‘In C. S. Lewis’s Narnia books, Aslan the lion represents Jesus. In the most famous of these books, The Lion, the Witch and the Wardrobe, Aslan is slain:
‘“Bind him, I say!” repeated the White Witch … “Let him first be shaved” … the shorn face of Aslan looked … braver, and more beautiful, and more patient than ever. “Muzzle him!” said the Witch … the whole crowd of creatures kicking him, hitting him, spitting on him, jeering at him … They began to drag the bound and muzzled Lion to the Stone Table.’

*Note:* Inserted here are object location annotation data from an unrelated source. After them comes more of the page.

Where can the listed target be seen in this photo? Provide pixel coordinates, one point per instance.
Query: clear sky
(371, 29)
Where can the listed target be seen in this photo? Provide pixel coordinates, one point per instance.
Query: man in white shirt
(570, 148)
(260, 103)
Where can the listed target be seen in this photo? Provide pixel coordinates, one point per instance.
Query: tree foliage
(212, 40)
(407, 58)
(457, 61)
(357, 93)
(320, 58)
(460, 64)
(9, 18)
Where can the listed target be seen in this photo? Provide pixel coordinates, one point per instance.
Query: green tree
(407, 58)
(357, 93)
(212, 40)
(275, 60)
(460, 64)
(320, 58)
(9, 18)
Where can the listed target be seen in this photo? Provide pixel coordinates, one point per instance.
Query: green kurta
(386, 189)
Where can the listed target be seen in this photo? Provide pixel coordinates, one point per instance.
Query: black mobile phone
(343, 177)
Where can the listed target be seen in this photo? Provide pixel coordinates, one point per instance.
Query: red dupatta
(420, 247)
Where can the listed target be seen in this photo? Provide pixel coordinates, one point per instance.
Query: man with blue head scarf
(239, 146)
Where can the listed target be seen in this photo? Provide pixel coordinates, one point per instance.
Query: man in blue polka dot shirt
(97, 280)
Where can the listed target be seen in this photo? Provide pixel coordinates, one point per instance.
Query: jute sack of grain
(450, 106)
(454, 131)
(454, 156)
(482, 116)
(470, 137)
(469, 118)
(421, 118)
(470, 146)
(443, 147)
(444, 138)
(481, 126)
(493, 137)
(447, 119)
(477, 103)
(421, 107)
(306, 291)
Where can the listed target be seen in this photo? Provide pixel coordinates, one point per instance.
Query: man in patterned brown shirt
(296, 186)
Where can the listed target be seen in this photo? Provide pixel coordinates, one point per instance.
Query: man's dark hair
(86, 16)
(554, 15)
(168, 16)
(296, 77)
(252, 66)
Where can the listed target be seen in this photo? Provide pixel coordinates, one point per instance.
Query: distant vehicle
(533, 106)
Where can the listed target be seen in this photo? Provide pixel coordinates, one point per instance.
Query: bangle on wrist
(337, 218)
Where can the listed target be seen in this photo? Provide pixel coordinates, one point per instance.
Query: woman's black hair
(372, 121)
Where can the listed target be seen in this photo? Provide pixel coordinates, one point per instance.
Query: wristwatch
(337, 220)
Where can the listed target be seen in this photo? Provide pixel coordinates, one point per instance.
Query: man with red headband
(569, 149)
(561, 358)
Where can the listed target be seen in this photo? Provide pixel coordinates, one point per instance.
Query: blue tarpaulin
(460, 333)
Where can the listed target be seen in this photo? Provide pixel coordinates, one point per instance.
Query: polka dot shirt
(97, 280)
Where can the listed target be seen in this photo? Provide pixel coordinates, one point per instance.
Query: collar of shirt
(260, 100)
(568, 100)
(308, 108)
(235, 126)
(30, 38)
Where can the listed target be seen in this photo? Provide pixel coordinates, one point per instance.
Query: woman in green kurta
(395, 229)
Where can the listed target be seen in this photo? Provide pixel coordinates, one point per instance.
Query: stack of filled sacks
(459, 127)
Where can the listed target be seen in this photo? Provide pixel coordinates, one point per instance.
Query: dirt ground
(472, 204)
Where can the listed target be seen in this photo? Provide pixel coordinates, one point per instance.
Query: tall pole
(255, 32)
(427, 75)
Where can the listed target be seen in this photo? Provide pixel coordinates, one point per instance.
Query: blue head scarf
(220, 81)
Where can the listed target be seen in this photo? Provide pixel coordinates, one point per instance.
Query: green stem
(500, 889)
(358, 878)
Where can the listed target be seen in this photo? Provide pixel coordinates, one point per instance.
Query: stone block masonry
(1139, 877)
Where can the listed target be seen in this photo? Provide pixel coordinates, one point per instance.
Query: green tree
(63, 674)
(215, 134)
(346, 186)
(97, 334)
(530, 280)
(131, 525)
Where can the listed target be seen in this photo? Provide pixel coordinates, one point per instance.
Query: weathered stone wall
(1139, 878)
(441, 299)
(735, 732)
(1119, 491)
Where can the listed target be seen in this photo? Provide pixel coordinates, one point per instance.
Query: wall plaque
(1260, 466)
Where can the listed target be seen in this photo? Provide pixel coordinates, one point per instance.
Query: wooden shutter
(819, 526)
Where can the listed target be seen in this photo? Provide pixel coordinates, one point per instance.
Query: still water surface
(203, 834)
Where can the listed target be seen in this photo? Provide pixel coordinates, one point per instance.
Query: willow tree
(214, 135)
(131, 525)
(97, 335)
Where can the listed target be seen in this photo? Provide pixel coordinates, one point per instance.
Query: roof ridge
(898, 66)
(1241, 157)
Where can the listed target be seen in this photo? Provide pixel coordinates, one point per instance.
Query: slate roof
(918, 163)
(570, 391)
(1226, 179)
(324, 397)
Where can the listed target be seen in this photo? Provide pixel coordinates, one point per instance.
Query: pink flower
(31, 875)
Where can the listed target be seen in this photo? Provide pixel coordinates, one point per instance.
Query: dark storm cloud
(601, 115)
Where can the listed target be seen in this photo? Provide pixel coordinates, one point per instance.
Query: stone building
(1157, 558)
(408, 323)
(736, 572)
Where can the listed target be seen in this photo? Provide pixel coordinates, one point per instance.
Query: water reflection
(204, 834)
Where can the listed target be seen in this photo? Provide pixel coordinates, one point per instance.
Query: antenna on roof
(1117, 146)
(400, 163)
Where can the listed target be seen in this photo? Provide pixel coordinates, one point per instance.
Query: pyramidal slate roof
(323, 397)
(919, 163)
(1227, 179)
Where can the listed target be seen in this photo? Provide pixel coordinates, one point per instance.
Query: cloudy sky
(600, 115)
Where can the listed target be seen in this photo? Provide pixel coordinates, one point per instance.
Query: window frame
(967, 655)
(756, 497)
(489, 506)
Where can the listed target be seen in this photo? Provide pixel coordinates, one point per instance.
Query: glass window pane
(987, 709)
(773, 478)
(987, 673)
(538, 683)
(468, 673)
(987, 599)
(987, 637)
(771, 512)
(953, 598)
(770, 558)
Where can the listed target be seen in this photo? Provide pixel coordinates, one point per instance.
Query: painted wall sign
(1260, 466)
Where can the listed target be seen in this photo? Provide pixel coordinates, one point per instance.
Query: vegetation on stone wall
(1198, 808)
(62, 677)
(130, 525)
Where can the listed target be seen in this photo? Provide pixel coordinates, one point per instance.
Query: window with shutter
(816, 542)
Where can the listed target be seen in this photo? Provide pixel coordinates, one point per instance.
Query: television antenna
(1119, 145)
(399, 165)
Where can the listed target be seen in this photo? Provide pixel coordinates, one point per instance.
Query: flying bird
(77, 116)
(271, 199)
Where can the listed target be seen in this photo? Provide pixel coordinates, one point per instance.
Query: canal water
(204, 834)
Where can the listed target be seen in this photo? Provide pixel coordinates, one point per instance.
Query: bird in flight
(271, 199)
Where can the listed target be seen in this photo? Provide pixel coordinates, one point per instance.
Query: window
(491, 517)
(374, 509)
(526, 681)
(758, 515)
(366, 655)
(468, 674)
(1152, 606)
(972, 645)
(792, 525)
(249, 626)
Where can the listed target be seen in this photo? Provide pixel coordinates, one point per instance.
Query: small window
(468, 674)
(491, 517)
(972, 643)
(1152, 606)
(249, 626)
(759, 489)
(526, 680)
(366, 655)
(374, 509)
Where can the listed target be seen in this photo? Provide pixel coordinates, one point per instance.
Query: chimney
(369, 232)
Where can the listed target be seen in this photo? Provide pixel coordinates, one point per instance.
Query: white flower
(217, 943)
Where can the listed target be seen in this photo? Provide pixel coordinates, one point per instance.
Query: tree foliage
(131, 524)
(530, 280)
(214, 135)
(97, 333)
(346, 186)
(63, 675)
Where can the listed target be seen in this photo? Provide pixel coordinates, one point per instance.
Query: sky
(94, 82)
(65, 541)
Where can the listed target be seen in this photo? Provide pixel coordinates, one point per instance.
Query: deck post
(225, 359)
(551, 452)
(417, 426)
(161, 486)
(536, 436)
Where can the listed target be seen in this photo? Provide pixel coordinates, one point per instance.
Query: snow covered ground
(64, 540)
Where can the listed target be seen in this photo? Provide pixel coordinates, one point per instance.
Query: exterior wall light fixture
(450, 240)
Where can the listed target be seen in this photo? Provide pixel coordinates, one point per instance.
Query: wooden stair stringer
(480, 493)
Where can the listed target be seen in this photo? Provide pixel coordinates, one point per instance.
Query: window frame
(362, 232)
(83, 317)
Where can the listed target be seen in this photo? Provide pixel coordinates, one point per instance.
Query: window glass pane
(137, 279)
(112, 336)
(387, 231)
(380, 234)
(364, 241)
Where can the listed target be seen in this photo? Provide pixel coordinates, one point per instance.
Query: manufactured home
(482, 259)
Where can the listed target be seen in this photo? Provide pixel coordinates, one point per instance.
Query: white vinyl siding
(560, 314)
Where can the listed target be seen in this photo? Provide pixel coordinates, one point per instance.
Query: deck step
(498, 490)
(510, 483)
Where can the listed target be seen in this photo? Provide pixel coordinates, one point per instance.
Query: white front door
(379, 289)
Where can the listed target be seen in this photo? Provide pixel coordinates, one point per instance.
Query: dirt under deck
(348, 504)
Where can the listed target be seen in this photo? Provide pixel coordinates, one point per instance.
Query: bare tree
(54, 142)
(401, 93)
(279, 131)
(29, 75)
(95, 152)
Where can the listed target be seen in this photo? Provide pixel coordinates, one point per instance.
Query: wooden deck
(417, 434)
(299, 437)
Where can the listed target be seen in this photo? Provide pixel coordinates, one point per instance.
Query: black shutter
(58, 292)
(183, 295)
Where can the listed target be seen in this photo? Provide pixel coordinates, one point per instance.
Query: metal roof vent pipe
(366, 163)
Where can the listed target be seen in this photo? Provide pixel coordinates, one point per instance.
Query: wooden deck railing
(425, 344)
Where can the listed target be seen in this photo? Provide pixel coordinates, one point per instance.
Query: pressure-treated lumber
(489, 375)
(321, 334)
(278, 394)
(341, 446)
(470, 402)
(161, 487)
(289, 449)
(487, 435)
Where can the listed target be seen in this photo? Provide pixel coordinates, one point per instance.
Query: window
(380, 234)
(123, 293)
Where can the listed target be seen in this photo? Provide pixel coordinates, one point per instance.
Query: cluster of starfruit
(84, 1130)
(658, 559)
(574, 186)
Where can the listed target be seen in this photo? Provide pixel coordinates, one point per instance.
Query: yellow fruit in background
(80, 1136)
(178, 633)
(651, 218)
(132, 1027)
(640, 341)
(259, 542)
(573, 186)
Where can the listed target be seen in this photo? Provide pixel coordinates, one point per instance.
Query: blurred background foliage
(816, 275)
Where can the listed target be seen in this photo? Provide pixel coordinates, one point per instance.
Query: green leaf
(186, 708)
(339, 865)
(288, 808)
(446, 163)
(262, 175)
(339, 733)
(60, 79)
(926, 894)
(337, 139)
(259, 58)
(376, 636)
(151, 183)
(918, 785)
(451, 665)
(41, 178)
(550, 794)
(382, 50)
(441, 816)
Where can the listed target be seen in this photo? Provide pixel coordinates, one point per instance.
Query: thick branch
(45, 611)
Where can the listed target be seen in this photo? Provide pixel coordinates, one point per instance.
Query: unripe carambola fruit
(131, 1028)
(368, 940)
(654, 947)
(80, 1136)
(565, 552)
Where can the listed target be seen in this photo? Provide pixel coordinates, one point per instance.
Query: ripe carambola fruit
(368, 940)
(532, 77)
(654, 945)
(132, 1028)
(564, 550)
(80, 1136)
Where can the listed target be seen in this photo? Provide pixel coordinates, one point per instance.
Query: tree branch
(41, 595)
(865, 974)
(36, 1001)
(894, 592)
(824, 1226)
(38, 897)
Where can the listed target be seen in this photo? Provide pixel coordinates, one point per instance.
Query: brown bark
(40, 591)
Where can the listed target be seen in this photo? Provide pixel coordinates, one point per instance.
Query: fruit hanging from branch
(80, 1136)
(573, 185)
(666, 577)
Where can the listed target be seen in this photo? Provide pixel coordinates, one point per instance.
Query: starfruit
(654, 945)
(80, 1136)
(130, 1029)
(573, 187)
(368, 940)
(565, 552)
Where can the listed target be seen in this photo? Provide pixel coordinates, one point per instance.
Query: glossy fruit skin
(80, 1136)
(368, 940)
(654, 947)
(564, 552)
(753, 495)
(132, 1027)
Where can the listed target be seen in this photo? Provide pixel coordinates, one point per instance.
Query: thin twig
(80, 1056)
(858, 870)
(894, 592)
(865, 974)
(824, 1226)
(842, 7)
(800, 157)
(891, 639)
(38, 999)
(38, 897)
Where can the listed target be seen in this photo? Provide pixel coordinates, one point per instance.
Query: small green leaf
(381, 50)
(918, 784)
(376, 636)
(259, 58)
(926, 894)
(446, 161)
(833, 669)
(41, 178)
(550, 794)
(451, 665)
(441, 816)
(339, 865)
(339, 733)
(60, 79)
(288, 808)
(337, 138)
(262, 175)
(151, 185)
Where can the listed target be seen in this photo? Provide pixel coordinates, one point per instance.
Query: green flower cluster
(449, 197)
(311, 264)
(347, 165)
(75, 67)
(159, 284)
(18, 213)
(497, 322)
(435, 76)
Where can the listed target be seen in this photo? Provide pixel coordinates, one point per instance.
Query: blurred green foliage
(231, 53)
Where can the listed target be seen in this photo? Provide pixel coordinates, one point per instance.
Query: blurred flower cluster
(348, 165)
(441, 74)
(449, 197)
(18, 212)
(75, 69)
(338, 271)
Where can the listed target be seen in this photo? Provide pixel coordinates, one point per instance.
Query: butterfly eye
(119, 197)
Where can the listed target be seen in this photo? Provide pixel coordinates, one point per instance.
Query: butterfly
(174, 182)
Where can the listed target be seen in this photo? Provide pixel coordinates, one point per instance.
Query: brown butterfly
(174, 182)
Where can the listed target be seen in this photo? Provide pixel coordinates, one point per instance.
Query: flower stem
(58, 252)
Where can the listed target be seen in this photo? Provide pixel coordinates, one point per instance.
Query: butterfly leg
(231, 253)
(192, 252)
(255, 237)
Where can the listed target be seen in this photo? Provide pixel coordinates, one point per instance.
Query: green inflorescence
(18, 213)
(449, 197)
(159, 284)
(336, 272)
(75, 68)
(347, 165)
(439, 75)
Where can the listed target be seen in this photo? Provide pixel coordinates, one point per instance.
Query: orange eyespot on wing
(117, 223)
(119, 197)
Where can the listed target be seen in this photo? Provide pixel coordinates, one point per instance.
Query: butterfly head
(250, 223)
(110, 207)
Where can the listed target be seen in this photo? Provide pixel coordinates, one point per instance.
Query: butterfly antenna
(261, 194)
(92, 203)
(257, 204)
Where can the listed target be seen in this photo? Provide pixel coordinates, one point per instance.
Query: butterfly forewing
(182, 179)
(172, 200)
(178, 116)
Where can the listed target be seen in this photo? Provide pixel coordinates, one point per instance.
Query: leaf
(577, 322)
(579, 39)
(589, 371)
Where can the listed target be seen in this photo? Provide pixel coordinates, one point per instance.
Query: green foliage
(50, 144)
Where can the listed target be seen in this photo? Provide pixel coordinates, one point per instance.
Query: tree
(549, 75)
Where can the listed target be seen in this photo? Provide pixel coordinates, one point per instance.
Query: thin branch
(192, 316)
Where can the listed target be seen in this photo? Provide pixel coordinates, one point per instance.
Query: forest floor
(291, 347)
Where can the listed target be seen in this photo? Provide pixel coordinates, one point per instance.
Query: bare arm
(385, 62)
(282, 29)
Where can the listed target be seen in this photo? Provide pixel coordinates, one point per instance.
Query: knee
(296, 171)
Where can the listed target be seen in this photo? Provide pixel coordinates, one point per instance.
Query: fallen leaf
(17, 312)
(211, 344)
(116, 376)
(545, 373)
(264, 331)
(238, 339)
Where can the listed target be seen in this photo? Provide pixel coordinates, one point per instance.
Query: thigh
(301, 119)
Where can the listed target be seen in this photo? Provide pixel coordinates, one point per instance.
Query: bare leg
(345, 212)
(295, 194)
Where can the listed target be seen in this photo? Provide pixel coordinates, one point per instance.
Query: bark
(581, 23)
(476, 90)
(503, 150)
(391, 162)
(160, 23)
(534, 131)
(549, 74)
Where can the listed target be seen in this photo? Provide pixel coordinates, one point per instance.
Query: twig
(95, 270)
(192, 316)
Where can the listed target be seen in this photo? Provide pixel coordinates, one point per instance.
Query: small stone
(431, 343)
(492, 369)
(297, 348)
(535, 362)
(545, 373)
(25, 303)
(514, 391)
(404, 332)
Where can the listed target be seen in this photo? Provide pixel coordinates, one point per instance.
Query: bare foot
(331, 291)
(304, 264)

Later, ‘they heard from behind them a loud noise – a great cracking, deafening noise … The Stone Table was broken into two pieces by a great crack that ran down it from end to end … There, shining in the sunrise, larger than they had seen him before, shaking his mane (for it had apparently grown again) stood Aslan himself.’ Aslan tells them that ‘when a willing victim who had committed no treachery was killed in a traitor’s stead, the Table would crack and Death itself would start working backwards.’
In this imaginative and powerful way, C. S. Lewis shows how Jesus can be both ‘the Lion of the tribe of Judah’ (Revelation 5:5) and ‘a Lamb [that] had been slain’ (v.6).’